The symptoms of long COVID-19 can be difficult to track on conventional lab tests, in part because they may come and go over time. "And all of this puts pressure on patients who then have to testify to the reality of their own illness," O'Rourke says.

O'Rourke writes about her own experience struggling to get a diagnosis in her new book, The Invisible Kingdom: Reimagining Chronic Illness. For O'Rourke, it all started in the late 1990s, soon after graduating from college. Over the years, her symptoms have included extreme fatigue, brain fog, joint pain, nerve pain, hives, fevers and more. She visited a number of specialists, but more often than not, the doctors attributed what she was experiencing to stress or anxiety.

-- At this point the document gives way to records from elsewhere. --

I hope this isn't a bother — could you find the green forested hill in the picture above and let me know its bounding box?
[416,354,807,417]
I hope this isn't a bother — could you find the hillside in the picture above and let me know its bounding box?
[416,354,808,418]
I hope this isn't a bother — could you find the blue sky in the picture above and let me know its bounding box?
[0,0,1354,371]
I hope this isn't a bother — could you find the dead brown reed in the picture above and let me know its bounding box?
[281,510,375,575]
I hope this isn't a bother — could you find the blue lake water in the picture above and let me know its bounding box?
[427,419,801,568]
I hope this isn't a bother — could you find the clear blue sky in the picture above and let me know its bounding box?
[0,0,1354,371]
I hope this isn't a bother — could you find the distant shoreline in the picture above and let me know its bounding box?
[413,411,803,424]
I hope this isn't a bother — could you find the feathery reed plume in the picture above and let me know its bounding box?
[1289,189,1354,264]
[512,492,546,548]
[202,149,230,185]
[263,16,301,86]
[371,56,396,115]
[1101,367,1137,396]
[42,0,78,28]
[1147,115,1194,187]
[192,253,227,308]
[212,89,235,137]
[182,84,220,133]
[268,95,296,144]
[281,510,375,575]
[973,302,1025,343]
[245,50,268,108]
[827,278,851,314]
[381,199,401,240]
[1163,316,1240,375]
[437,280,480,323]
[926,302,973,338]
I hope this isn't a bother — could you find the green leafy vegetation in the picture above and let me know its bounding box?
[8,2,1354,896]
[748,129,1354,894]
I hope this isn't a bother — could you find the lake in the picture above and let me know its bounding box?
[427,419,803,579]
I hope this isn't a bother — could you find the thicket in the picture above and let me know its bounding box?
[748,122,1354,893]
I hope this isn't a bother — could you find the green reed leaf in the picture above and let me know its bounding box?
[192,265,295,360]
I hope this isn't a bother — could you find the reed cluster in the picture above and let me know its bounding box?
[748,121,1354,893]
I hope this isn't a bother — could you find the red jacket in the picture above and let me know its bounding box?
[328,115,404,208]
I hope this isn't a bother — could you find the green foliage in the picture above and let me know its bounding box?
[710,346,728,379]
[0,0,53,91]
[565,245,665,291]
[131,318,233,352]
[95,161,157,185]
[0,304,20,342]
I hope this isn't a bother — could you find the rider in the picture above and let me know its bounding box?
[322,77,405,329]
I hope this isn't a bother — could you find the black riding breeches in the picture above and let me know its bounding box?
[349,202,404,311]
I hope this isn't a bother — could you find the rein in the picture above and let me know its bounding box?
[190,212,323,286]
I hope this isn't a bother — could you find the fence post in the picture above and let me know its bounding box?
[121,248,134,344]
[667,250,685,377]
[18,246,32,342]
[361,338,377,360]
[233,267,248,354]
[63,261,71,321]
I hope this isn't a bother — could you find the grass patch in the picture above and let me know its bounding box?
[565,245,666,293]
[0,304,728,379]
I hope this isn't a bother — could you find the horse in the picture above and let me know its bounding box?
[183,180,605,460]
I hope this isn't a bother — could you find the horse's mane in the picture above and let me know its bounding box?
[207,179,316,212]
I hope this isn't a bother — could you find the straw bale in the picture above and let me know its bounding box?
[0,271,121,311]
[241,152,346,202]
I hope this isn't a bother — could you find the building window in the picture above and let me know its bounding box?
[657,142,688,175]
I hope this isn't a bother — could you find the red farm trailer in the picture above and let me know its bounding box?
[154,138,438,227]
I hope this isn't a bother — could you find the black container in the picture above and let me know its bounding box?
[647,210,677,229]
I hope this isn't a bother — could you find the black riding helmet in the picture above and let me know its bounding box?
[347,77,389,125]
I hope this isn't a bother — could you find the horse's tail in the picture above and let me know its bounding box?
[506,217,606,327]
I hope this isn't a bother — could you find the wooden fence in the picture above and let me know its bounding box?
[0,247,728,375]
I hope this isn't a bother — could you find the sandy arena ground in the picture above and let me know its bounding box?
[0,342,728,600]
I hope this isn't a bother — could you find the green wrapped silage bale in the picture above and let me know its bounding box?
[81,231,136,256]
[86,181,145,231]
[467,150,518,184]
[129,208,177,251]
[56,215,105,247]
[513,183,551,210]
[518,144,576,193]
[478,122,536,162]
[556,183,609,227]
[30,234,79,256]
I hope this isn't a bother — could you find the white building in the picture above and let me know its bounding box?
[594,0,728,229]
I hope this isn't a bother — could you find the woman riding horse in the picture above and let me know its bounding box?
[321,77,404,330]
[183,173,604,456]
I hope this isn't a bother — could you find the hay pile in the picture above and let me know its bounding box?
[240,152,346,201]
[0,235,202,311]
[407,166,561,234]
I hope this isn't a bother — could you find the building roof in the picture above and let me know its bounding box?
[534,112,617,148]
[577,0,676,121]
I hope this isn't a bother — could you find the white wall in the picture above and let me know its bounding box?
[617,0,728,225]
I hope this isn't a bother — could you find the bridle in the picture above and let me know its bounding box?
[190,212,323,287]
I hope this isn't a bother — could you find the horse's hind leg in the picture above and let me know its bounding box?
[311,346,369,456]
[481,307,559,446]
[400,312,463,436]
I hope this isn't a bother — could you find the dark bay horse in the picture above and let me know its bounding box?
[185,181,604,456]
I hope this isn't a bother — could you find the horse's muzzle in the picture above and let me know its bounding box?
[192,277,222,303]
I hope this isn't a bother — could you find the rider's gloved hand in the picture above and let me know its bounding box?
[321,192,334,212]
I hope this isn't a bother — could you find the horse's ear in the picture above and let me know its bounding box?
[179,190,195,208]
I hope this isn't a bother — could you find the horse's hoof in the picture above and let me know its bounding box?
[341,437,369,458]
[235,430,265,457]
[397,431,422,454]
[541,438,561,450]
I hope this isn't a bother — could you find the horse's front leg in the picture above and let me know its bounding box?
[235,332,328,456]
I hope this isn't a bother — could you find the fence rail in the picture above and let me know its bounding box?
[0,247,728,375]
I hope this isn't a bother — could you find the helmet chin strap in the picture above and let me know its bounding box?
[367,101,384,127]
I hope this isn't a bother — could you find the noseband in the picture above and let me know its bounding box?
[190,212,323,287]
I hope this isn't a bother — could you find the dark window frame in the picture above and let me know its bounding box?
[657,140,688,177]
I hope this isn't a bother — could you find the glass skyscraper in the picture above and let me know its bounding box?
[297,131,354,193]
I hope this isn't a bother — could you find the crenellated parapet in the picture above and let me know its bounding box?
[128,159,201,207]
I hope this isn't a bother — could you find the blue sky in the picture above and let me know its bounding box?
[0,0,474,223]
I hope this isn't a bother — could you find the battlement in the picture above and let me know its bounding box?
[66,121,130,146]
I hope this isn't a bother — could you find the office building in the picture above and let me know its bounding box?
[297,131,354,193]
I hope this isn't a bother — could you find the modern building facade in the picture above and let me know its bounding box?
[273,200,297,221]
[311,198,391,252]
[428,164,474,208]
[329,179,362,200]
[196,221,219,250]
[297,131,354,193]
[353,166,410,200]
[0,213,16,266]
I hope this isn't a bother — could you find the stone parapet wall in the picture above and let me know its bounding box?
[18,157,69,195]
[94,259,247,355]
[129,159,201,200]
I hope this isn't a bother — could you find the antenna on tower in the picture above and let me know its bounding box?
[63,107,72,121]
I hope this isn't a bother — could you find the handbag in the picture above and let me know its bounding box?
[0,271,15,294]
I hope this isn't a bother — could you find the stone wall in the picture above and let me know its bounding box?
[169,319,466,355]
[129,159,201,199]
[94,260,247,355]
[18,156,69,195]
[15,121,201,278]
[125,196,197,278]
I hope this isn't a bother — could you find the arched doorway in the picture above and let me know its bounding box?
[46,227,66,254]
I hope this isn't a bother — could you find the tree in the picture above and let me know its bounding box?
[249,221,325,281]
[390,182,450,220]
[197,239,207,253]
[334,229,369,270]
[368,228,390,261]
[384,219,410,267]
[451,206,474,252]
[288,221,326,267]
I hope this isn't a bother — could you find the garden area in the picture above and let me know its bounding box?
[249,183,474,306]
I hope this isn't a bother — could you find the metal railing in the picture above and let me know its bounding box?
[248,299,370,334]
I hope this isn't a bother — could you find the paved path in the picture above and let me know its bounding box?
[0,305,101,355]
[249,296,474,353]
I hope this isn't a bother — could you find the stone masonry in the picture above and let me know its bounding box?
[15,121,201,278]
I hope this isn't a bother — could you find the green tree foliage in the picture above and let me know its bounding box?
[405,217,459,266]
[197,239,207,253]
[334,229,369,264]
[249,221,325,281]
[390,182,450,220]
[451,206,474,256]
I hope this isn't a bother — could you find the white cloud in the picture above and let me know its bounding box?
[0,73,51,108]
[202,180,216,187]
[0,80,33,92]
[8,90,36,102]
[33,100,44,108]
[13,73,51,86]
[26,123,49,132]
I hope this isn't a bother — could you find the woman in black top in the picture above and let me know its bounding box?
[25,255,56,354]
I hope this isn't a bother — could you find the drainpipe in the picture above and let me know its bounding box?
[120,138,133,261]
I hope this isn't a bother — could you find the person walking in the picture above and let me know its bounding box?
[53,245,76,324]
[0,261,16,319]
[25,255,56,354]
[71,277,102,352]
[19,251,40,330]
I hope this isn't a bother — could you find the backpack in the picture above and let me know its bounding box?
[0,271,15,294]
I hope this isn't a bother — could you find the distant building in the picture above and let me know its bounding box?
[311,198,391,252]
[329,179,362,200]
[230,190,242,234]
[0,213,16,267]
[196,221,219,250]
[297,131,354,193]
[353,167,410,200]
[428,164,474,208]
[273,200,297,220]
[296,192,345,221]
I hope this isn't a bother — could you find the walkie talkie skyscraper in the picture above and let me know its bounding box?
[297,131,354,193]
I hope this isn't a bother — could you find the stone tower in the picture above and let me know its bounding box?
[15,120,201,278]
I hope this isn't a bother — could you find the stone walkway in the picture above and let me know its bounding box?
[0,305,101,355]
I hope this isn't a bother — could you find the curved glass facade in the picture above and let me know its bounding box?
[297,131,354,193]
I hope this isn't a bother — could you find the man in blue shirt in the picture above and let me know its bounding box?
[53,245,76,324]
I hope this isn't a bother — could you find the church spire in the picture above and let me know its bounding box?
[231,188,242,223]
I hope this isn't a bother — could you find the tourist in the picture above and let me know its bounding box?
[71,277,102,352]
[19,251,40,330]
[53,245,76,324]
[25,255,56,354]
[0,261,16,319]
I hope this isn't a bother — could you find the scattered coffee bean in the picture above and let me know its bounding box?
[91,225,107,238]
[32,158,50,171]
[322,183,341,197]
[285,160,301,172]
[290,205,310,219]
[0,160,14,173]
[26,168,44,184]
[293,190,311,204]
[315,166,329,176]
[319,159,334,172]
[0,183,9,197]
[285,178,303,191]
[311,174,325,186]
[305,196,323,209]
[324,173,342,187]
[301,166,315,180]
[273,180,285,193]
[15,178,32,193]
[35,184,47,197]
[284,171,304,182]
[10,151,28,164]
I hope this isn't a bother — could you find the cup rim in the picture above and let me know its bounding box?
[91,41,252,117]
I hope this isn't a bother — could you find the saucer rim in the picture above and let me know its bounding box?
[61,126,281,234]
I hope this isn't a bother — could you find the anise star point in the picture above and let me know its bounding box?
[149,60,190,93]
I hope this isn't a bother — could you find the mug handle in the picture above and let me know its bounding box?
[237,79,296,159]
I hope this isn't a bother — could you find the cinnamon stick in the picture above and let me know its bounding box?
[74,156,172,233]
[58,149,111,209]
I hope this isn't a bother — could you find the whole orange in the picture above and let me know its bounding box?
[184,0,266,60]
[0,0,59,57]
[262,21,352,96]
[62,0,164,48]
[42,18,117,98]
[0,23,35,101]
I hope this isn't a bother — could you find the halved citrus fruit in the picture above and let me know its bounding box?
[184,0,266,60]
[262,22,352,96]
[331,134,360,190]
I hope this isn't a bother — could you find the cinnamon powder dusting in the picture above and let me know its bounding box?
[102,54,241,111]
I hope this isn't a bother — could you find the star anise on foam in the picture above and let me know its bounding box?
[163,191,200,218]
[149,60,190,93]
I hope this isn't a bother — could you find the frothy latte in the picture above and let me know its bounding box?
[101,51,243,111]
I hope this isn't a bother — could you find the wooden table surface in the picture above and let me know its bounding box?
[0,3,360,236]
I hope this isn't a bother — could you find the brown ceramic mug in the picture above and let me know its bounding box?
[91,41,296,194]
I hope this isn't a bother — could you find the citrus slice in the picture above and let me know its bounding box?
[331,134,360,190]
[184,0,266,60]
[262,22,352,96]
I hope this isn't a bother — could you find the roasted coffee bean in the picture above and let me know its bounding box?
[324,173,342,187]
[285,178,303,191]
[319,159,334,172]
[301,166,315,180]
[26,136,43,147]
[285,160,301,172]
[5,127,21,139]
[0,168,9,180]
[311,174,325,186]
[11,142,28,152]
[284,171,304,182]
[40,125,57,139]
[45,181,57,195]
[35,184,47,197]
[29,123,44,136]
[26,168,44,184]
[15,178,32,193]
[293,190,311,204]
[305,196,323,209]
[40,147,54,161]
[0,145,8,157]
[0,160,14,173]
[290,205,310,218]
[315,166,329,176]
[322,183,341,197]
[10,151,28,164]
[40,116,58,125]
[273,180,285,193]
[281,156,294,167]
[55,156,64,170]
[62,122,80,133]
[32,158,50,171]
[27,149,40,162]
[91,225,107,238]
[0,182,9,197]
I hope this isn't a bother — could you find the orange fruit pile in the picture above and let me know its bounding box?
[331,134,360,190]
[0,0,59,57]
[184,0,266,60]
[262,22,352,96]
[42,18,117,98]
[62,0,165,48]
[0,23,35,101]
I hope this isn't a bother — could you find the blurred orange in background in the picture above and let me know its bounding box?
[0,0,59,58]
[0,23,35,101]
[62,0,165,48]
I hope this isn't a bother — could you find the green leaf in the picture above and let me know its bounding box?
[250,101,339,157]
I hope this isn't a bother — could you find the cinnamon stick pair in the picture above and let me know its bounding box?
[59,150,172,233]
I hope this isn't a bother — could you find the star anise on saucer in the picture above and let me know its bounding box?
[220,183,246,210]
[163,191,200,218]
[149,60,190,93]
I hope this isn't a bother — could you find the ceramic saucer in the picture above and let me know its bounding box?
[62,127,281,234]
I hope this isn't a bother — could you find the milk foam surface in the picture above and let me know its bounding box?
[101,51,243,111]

"The hardest part of being ill was that I didn't feel I had any advocate on my side who even believed fully in the reality of what I was describing to them," she says. "When you're at the edge of medical knowledge, the lack of evidence is treated as evidence that the problem is you and your mind. ... I felt, in a sense, kind of locked away in a room like a 19th-century hysteric."

When you're at the edge of medical knowledge, the lack of evidence is treated as evidence that the problem is you and your mind. ... I felt, in a sense, kind of locked away in a room like a 19th-century hysteric.

Eventually, O'Rourke found a team of doctors whom she likens to "detectives at my side." She was diagnosed with autoimmune thyroiditis, a disease in which the body begins attacking the thyroid, as well as with Lyme disease and the genetic condition Ehlers-Danlos syndrome.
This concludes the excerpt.